One, a 60-year-old man with Parkinson’s was admitted with severe swelling in one leg, and later had both hands and feet removed by surgeons after they became “necrotic” — meaning the cells died — and threatened to infect the rest of his body, Cooper said.

That patient ate a dozen crabs the day before admission to the hospital and had been crabbing in the bay multiple times in the week before. Doctors said he didn’t immediately report his symptoms, and the delay may have caused the severity of his infection. He survived.

The patient who died, a 64-year-old man with untreated hepatitis C, presented with rapidly worsening pain and swelling in his right hand two days after cleaning and eating crabs caught in the bay, the paper said. Surgeons removed areas of infected flesh three times, but the patient later died from ventricular tachycardia, an abnormally fast heart rate.

How the infection is carried

In the bay, the infection can also be carried by other marine creatures that filter water, such as oysters, clams and mussels, and those are of particular concern if they are eaten raw, Dr. Doktor said. “If they were digging for clams and cut their hand on a clam shell, that could definitely have been a portal of entry for the infection,” she said.

Credit: Pixabay
Delaware Bay
The fact that all five patients had come into contact with crabs rather than the other potentially infected sea creatures was “kind of a coincidence” that may be explained by the popularity of crabbing on the Delaware Bay, she said.

Despite the gruesome experience of the five patients in the Cooper study, people without underlying illnesses such as hepatitis or diabetes are highly unlikely to get infected with Vibrio vulnificus as a result of coming into contact with Delaware Bay water, Dr. Doktor said.

“The likelihood of them getting sick is extraordinarily low,” she said.

But she warned that anyone who has those risk factors and cuts him or herself while out in the bay, should be aware that they are at risk, and so should seek immediate medical attention if a wound becomes painful, red and swollen.

“Wound infections occur through breaks in the skin, and intestinal infections occur after consumption of seafood.
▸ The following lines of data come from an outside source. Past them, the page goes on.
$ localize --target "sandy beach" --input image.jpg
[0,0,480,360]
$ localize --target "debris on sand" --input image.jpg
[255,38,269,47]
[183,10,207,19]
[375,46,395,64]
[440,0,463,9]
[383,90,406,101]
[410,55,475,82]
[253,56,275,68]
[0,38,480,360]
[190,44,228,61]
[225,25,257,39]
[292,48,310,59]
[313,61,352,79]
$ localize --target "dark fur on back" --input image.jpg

Either route can lead to bloodstream infections, and the mortality rate is high,” Cooper said in a statement.

No long-term effects in most cases

The New Jersey Department of Health has received reports of 20 cases of Vibrio so far this year, but they include other species of the bacterium, not just the vulnificus strain, and there is not yet a breakdown of the different kinds reported, said Nicole Kirgan, a spokeswoman for the agency. Most cases are associated with the consumption of shellfish. (The CDC says there are about a dozen species of Vibrio that can cause human illness.)
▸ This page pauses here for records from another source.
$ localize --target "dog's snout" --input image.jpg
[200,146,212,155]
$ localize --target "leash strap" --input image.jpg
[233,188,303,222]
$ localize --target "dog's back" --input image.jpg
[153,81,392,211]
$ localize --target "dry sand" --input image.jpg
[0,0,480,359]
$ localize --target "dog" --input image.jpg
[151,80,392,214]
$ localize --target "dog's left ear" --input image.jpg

Between 2008 and 2018, the department received between 17 to 83 of Vibrio cases a year, up to four of which were fatal each year, she said. The number of Vibrio cases has been increasing in recent years but some of that is the result of changes in how the federal Centers for Disease Control and Prevention defines cases, she said.

The vast majority of cases occur in the summer because warmer temperatures allow the bacteria to multiply then, Kirgan said. In most cases, the symptoms resolve themselves without long-term effects. Officials believe Vibrio infections in general are under-reported. Nationally, there are about 80,000 cases of all types of Vibrio a year.

To avoid the risk of Vibrio infection, the department urged people to thoroughly cook shellfish before eating.